La comunicación genuina
“En la actualidad es habitual escuchar que los niños, niñas y adolescentes hablan poco, que su léxico es «pobre», que no saben cómo comportarse en distintos ámbitos de interlocución, que desconocen las diferencias inherentes al encuentro con determinados interlocutores. Y es absolutamente comprensible”, reflexiona Fernanda Felice en su libro El tiempo de ser niñas y niños.
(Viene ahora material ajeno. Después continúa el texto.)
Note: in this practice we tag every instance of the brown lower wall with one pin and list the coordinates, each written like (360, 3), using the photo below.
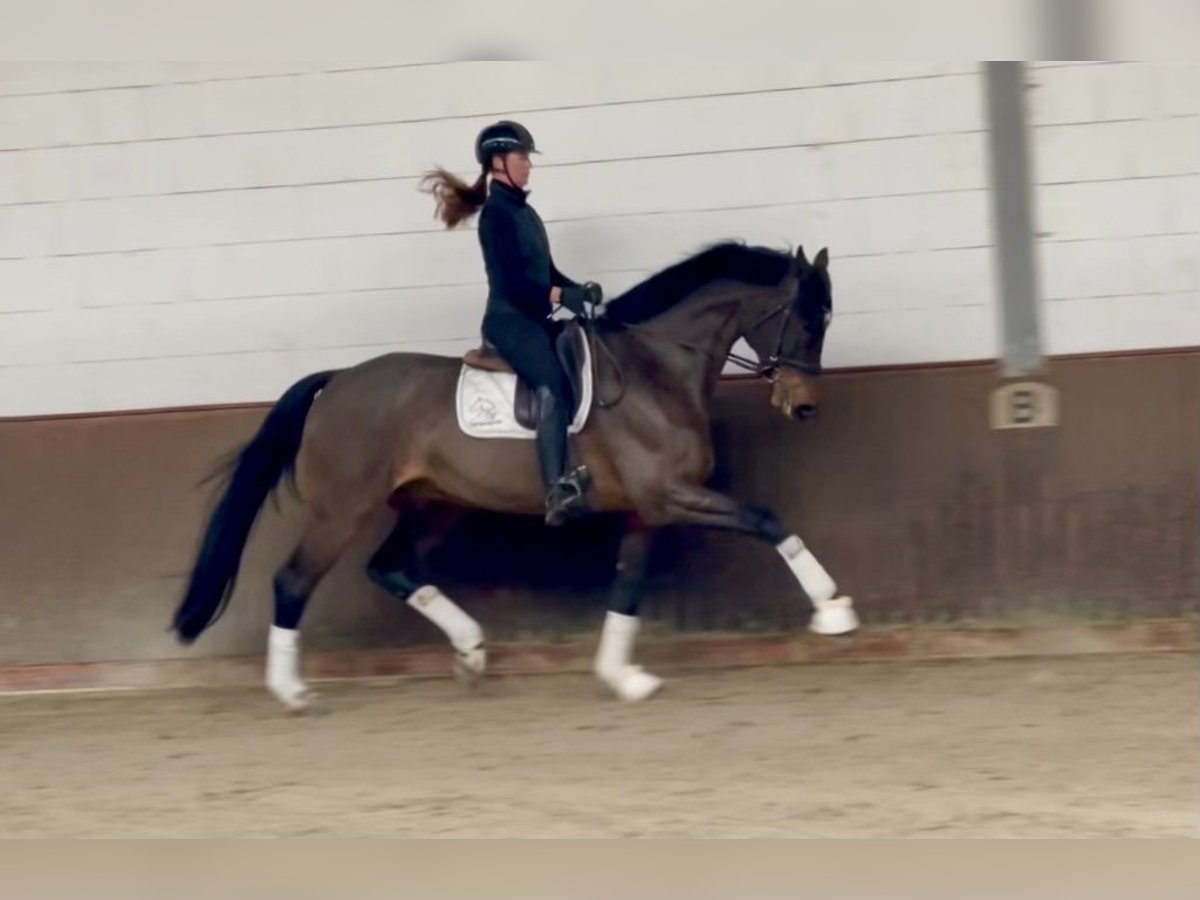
(919, 510)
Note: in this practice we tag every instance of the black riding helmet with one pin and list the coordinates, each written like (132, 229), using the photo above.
(502, 137)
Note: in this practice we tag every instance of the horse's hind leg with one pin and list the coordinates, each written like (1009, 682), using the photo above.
(697, 505)
(396, 567)
(294, 582)
(613, 661)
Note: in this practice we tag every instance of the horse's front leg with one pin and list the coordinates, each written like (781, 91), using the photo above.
(693, 504)
(615, 657)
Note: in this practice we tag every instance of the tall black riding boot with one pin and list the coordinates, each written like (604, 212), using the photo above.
(564, 491)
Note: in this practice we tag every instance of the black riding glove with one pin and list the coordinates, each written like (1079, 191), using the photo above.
(576, 297)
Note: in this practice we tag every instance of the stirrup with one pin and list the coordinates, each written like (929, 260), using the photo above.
(565, 496)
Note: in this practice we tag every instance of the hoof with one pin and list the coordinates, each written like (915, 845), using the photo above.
(294, 696)
(633, 684)
(834, 617)
(469, 665)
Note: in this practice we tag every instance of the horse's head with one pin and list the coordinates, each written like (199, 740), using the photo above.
(790, 334)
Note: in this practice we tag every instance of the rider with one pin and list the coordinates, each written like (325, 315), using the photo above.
(525, 287)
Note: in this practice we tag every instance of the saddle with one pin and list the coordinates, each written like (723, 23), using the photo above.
(570, 345)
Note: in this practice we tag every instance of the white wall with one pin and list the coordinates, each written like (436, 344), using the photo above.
(179, 234)
(1117, 159)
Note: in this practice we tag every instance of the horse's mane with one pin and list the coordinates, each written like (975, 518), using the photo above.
(664, 291)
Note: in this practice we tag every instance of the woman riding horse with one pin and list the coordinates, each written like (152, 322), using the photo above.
(525, 287)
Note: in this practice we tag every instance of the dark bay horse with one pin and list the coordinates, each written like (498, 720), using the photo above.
(384, 433)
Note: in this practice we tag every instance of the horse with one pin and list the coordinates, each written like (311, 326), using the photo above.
(384, 435)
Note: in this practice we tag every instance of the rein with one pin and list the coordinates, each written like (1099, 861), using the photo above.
(766, 369)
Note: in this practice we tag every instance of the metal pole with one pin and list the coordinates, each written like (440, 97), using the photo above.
(1012, 202)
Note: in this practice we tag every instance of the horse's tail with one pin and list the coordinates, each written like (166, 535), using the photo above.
(257, 471)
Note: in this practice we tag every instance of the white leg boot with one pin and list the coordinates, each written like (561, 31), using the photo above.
(612, 661)
(833, 615)
(283, 669)
(465, 634)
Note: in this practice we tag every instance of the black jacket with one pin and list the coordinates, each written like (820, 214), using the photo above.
(516, 255)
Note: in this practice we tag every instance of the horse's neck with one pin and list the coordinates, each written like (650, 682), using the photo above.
(712, 318)
(708, 325)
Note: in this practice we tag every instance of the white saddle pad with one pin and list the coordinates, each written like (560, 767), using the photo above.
(485, 400)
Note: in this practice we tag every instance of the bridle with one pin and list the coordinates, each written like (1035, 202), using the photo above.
(769, 367)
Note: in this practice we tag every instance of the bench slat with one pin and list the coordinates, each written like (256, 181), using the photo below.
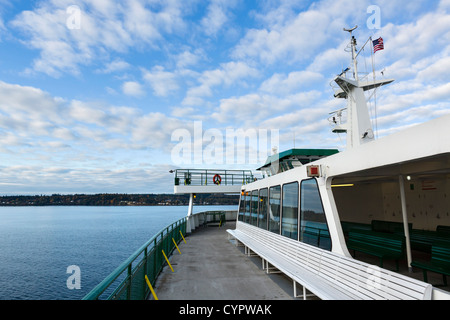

¿Hay que culpar a las pantallas de esta situación? La autora toma la pregunta y expresa: “No, sin ninguna duda que las personas adultas somos responsables y quienes deberíamos administrar el uso de las pantallas. Por supuesto que es una tarea dificultosa, el punto es que somos los adultos los que no les ofrecemos momentos de comunicación genuina, la posibilidad de dialogar en situaciones efectivas de comunicación, que no tienen que ver con esa pantalla que está mediando. Incluso es muy habitual decir que los adolescentes no saben comportarse de acuerdo al interlocutor que tienen enfrente. Eso solo se puede aprender dialogando con otros que sean distintos. En esa situación tengo que pensar que palabras utilizar, que no es lo mismo hablarles a mi mamá y a mi papá que a mis maestros. Para eso hay que dedicarle tiempo a los chicos. A leer, a escribir, a hablar, a dialogar se aprende haciendo, contando con esos encuentros”.
Y dice en su libro que “la comunicación más eficaz continúa siendo el encuentro con otros sujetos y no la mera interacción con objetos tecnológicos, tal como sucede hoy en día”.